In America we salute quantity and pay lip service to quality. When manufacturers want to brag, they cite numbers of units produced, tons of ore mined, miles of cable laid, or millions of books sold. People involved in high production get gold-plated plaques, vacations in Las Vegas and outrageous bonuses. Where is quality management while this is happening? Fighting with production supervisors to maintain standards, trying to get budget to buy inspection tools, trying to get people to attend manufacturing and process improvement classes. The quality supervisor buys quality award certificates from Office Depot and fills them in himself.

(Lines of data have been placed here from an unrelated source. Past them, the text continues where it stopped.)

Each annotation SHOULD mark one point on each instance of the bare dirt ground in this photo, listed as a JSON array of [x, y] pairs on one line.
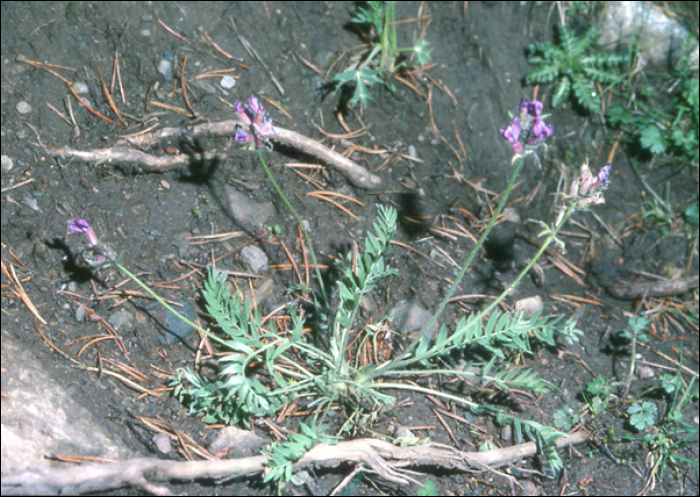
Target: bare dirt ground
[[443, 166]]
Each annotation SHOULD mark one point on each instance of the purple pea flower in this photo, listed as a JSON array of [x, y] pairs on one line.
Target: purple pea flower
[[588, 189], [256, 120], [540, 131], [512, 135], [82, 226], [95, 254], [529, 128], [602, 180]]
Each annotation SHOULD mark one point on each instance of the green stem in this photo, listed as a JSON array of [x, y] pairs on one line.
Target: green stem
[[303, 228], [552, 236], [168, 306], [468, 262]]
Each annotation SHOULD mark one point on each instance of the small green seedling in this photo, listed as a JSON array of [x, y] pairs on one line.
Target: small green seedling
[[382, 57], [576, 68]]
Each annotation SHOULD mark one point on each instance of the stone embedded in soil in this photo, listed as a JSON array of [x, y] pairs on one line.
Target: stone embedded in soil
[[162, 442], [175, 328], [121, 320], [530, 305], [254, 258], [248, 214], [240, 443], [410, 317]]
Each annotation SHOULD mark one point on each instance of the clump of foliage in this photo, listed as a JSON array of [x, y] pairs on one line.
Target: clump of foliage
[[267, 367], [575, 66], [663, 119], [382, 56], [663, 128]]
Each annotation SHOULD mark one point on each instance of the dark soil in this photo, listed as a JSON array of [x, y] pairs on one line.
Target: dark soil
[[479, 55]]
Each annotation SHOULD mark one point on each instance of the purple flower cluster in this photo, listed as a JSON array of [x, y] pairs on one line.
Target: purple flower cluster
[[256, 120], [528, 128], [96, 253], [587, 188]]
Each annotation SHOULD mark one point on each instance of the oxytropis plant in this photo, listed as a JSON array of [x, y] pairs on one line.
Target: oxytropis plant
[[382, 56], [264, 367]]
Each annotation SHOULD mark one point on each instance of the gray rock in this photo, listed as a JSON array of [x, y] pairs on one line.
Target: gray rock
[[241, 443], [248, 214], [175, 328], [162, 442], [39, 417], [121, 320], [410, 318], [661, 38], [254, 258], [23, 107], [7, 164]]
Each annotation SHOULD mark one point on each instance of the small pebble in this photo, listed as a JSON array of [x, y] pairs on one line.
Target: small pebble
[[7, 164], [227, 82], [23, 107], [80, 87]]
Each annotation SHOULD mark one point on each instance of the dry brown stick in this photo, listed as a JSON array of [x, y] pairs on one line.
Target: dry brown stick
[[383, 458], [121, 152], [666, 288]]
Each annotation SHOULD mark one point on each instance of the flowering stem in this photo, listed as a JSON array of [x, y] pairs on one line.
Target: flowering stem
[[301, 224], [552, 236], [467, 263], [166, 305]]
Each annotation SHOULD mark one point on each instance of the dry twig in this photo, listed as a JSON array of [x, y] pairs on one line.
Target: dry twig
[[381, 458]]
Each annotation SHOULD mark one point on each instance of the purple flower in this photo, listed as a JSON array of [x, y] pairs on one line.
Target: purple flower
[[540, 131], [588, 189], [533, 108], [242, 136], [528, 128], [512, 134], [96, 253], [256, 119], [82, 226], [602, 181]]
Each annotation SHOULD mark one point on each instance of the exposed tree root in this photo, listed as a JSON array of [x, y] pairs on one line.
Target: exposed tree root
[[123, 152], [667, 288], [378, 457]]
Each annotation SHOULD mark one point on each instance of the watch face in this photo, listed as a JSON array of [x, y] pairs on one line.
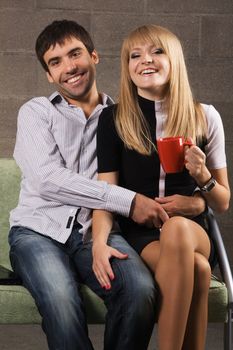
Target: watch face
[[210, 184]]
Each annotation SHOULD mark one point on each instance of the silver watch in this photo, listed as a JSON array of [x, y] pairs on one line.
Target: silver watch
[[209, 185]]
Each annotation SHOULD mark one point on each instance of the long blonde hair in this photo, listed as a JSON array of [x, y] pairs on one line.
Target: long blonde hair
[[185, 117]]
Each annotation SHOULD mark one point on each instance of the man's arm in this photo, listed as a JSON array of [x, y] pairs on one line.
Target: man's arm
[[188, 206]]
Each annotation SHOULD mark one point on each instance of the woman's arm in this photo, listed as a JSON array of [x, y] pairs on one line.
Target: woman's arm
[[101, 227], [219, 196]]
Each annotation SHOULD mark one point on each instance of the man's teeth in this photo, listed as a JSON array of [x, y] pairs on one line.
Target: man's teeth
[[148, 71], [73, 80]]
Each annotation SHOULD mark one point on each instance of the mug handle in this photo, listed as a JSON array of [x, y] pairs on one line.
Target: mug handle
[[188, 143]]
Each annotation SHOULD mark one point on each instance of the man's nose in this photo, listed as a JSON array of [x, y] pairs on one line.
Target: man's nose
[[69, 65]]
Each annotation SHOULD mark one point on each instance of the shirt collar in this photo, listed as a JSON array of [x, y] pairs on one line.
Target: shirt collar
[[56, 97]]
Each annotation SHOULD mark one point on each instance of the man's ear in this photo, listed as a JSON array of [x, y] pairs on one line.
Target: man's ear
[[49, 77], [95, 56]]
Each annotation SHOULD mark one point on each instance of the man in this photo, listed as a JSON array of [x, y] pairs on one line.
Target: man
[[50, 237]]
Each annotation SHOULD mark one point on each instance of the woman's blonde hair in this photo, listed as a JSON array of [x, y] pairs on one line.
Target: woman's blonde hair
[[184, 116]]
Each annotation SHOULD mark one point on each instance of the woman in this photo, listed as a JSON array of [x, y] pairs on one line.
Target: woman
[[155, 101]]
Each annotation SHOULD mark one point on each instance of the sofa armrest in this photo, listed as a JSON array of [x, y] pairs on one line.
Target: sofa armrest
[[222, 255]]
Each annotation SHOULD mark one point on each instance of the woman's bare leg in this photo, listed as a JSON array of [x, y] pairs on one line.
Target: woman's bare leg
[[174, 271], [195, 334]]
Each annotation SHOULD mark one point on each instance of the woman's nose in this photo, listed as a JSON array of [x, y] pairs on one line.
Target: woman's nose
[[147, 58]]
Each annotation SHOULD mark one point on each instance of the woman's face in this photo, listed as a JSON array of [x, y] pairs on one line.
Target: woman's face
[[149, 69]]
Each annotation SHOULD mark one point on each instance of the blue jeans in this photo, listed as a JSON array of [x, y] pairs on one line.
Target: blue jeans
[[52, 272]]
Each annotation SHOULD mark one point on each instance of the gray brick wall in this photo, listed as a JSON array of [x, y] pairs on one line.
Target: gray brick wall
[[204, 26]]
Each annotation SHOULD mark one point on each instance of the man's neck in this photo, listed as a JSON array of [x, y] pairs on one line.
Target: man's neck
[[88, 103]]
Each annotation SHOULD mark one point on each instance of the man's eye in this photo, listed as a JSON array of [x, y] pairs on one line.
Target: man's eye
[[76, 53]]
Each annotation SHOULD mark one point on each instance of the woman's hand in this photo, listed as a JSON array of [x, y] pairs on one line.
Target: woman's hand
[[195, 163], [102, 253]]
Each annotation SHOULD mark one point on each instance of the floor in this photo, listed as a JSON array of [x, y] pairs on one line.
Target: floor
[[32, 338]]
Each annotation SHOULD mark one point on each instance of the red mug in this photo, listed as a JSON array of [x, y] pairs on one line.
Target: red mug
[[171, 153]]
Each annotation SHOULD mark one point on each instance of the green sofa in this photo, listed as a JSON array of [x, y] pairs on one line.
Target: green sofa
[[17, 305]]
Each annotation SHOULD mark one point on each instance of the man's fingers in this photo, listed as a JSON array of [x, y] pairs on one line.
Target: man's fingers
[[118, 254]]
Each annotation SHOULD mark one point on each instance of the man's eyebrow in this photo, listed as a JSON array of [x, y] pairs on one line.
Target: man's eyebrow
[[57, 58]]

Quantity has high sociological value. Producing lots of anything shows you have the “right corporate stuff”. We give high production admiration and handsomely reward those who deliver the goods.

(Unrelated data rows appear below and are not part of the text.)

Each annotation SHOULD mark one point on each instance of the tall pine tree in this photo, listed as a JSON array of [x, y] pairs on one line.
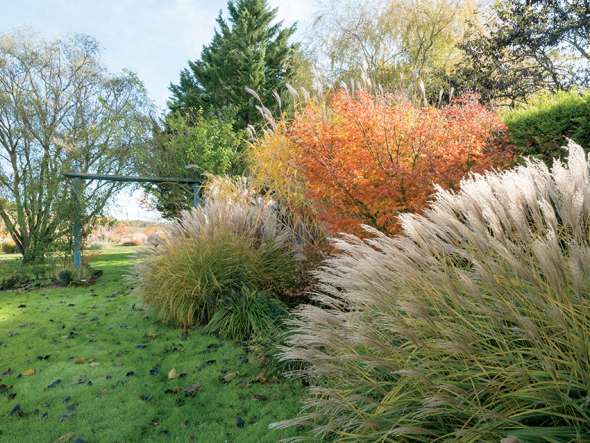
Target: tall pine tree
[[248, 50]]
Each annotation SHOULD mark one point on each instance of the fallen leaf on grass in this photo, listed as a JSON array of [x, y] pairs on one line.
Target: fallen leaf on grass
[[227, 378], [16, 410], [54, 383]]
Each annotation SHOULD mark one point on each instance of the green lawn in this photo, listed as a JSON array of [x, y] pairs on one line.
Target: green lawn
[[91, 364]]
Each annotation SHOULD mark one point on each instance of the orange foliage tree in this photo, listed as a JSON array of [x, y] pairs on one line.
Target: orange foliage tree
[[366, 159]]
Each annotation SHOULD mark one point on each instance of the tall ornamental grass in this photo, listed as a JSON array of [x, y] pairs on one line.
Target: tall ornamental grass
[[233, 242], [471, 326]]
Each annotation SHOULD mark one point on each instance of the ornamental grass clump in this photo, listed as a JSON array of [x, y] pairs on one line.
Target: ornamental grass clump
[[471, 326], [233, 241]]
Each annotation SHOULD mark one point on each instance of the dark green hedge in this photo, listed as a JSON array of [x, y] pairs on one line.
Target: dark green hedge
[[540, 128]]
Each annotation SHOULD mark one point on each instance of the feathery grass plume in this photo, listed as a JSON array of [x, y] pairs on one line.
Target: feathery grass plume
[[234, 240], [473, 325]]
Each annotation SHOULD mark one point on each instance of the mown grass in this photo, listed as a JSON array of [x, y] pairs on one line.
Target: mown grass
[[112, 359]]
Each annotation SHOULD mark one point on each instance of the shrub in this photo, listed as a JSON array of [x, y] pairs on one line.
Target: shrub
[[540, 127], [471, 326], [245, 314], [232, 241], [8, 247], [71, 275], [366, 159]]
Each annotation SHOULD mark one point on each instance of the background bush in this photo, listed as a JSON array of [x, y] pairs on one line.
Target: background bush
[[539, 128], [233, 241], [367, 158], [472, 326]]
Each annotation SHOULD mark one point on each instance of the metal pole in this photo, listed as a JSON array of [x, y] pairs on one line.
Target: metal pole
[[77, 232], [196, 194]]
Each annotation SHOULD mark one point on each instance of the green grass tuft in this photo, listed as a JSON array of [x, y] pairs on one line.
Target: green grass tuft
[[113, 360]]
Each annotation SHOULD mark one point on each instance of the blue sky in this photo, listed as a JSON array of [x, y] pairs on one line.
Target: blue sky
[[154, 38]]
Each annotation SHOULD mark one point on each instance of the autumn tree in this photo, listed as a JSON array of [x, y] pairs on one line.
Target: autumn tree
[[61, 110], [366, 159]]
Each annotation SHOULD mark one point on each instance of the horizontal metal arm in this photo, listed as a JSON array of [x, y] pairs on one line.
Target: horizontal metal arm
[[124, 178]]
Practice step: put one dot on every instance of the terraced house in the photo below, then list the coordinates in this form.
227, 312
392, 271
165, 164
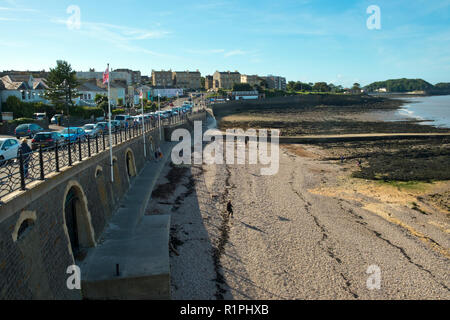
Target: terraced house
162, 78
187, 79
24, 87
225, 80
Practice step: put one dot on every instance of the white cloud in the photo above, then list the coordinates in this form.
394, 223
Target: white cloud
235, 53
120, 36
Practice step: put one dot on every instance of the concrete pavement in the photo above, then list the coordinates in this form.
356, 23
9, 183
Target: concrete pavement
138, 244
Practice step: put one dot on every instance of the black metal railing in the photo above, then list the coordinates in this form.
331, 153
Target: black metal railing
18, 173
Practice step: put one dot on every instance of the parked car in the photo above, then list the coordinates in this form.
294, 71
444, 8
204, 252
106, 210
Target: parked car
27, 130
39, 116
124, 120
104, 127
116, 125
92, 130
73, 134
55, 118
46, 140
9, 149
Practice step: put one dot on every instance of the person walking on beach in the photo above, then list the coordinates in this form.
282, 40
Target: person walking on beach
26, 152
230, 208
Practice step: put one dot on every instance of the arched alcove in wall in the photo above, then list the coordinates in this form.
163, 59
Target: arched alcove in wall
77, 219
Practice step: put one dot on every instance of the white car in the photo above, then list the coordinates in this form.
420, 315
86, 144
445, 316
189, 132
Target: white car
9, 149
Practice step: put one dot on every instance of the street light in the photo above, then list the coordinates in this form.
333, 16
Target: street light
65, 85
159, 116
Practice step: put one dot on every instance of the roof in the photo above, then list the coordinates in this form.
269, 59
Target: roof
90, 86
40, 83
19, 77
14, 82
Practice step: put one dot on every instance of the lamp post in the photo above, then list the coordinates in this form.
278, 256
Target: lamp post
159, 116
64, 83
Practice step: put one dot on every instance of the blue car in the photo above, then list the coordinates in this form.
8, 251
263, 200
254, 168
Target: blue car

Quality is acknowledged as a good thing, but we expect to pay dearly for it, and management is secretly willing to sacrifice quality to get better production numbers. We sneered at German manufacturing and their devotion to quality. And why not, in a long war we proved decisively that quantity could defeat quality. We out-produced them at every turn and won a great victory. When a person or group succeeds in a great endeavor, that event can become a measuring stick for all similar future activities. It is, of course, poor reasoning at best. Yesterday’s solution is seldom appropriate for today’s problems.

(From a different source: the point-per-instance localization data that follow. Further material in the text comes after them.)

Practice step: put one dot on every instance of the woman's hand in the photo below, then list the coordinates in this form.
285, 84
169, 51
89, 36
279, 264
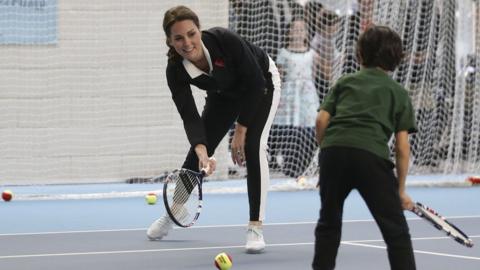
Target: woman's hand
204, 162
407, 203
238, 144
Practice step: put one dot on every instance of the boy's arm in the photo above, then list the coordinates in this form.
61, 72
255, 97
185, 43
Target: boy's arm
321, 123
402, 150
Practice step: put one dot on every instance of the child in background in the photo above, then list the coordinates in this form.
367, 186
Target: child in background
292, 138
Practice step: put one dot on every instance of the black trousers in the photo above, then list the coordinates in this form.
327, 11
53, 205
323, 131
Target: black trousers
219, 116
343, 169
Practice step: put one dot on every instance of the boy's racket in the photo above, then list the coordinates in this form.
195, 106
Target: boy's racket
182, 196
442, 224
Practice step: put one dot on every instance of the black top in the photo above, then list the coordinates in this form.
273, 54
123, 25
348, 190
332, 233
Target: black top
239, 71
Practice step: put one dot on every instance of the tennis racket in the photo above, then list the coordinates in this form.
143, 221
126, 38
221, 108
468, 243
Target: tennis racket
442, 224
182, 196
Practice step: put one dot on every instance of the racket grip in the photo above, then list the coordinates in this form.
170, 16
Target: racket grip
204, 171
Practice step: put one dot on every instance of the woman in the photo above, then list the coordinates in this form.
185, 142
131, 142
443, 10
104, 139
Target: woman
243, 89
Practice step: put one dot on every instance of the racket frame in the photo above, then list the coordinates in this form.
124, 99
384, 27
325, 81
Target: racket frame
199, 178
424, 212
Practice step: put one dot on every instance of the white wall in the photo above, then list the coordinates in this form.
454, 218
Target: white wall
95, 106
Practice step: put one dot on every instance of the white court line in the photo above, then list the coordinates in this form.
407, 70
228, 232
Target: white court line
355, 243
220, 226
352, 243
141, 251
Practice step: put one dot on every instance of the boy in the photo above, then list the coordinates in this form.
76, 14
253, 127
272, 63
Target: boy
355, 122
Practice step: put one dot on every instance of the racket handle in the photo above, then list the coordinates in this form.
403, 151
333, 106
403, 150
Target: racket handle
204, 171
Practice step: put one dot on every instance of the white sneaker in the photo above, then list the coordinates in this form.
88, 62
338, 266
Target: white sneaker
159, 228
255, 243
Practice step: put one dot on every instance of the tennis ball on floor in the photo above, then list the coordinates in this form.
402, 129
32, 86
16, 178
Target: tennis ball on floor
223, 261
7, 195
151, 198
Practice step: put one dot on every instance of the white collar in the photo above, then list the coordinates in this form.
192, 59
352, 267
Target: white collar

In years gone by, if you were successful in life, made some money, you bought a quality German automobile. You told all your pals how well it was put together, how long it lasted. It isn’t true any more. J. D. Power and Associates rates Mercedes automobiles as a little below average compared to other automobiles. Something changed. Quality is what changed. Quantity: Hail to thee, yardstick of real success in America and the world.
What is quality? Go to your bookstore and check the section on quality. It’s big. A lot of smart people have had a lot to say about it. And still it plays second fiddle to quantity. It seems so simple. Here’s an absolute truism. It’s very expensive to build defective products. We ought to say this again. It’s very expensive to build defective products. We could also say, it’s very expensive to produce a lemon vehicle. But it’s not enough to say it. Those who are involved in the world of production have to learn it, absorb it; have it become as much a part of their lives as knowing how to drive their car.
“Like the frog that will sit in a pot of water and let itself be slowly boiled to death, we are very good at reacting to immediate danger to our survival, but we are very poor at recognizing gradual threats.” — Peter Senge
Downplaying the value of rigorous quality programs has gradual but inevitable effects. How long did it taken Mercedes to go from a premier automobile manufacturer to just average? Roughly ten years. It’s expensive to ignore or downplay quality. Figure 1 shows a few of the costs associated with manufacturing a defective automobile.
Figure 1. The Costs of Manufacturing a Lemon Vehicle
Here’s another verse on the theme of this article.
Defects are not free. Somebody makes them & gets paid for making them. – Anonymous
Figure 2. A modern Manufacturing Catch-22
Lest you think it is all bad, it isn’t. Some manufacturers make real efforts to create quality products and services. But there is a Catch-22 waiting in the weeds, and it is a tough one. As we stated in an earlier article, talking about the complexity of the modern automobile, what can one do when the average vehicle has 10,000 to 15,000 parts? The chances that something will go wrong, that lemon vehicles in large numbers will be produced, increases exponentially. But Lexus and Infinity seem to have solved the quality problem, so manufacturers are not really stuck in this Catch-22.
In the war between quality and the bottom line, the bottom line always wins out. Promotions aren’t passed out when people improve quality and sustain these improvements. The young executive fresh from Wharton or Harvard has a plan, and that plan is promotion. He or she has been taught shortsightedness in school and by our peculiar marketplace. There is no incentive to plan for quality on a long-term basis of years. But, there is every incentive to increase production and sales.
One of the results of this battle is more and more lemon vehicles on our highways. Until manufacturers become convinced that it’s cheaper to build quality vehicles than it is to build more vehicles, and hide the defects, the current situation is not likely to change. So far the accountants have the upper hand, just as they did in the 60’s when Ford Pintos were exploding all over the roads of America.